This, along with future acquisitions, could promise substantial growth but will have integration risks in the short term. IBM still had $10.1 billion in the quarter ended September 30, so the recent acquisition will not strain IBM’s balance sheet.
Buffett holds IBM
IBM seems even more undervalued after the sell-off. Legendary investor Warren Buffett still holds $11 billion in the company. He defended the company recently, and said that the low share price is good for long-term investors. IBM may then buy more of its own shares at a lower price. The company added $15 billion to its buyback program, and may repurchase up to 10.4% of outstanding shares.
Blame the NSA?
Competitor Cisco (CSCO) has suffered declining hardware orders to China, Russia, and Brazil. These are all countries linked to the NSA scandal involving Edward Snowden. Similarly, IBM’s hardware sales declined 40%. The company makes up nearly 40% of its business in China.

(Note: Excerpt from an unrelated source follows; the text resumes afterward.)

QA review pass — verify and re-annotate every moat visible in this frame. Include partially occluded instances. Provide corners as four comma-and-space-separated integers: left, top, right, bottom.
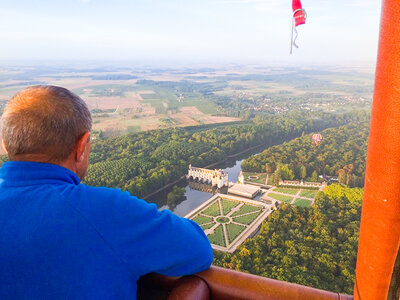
147, 145, 265, 217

In the storage space, storage hardware revenue dropped 10% in IBM’s third quarter. Profitability from the hardware segment dropped by $1 billion (year-to-date).
So hardware sales for IBM dropped dramatically last quarter. Despite the software and services division performing adequately, investors will continue to focus on the weak divisions. IBM may need to cut costs in hardware, or boost spending on marketing or on strengthening its sales force. Either way, profits will be under pressure, and so will the share price of IBM.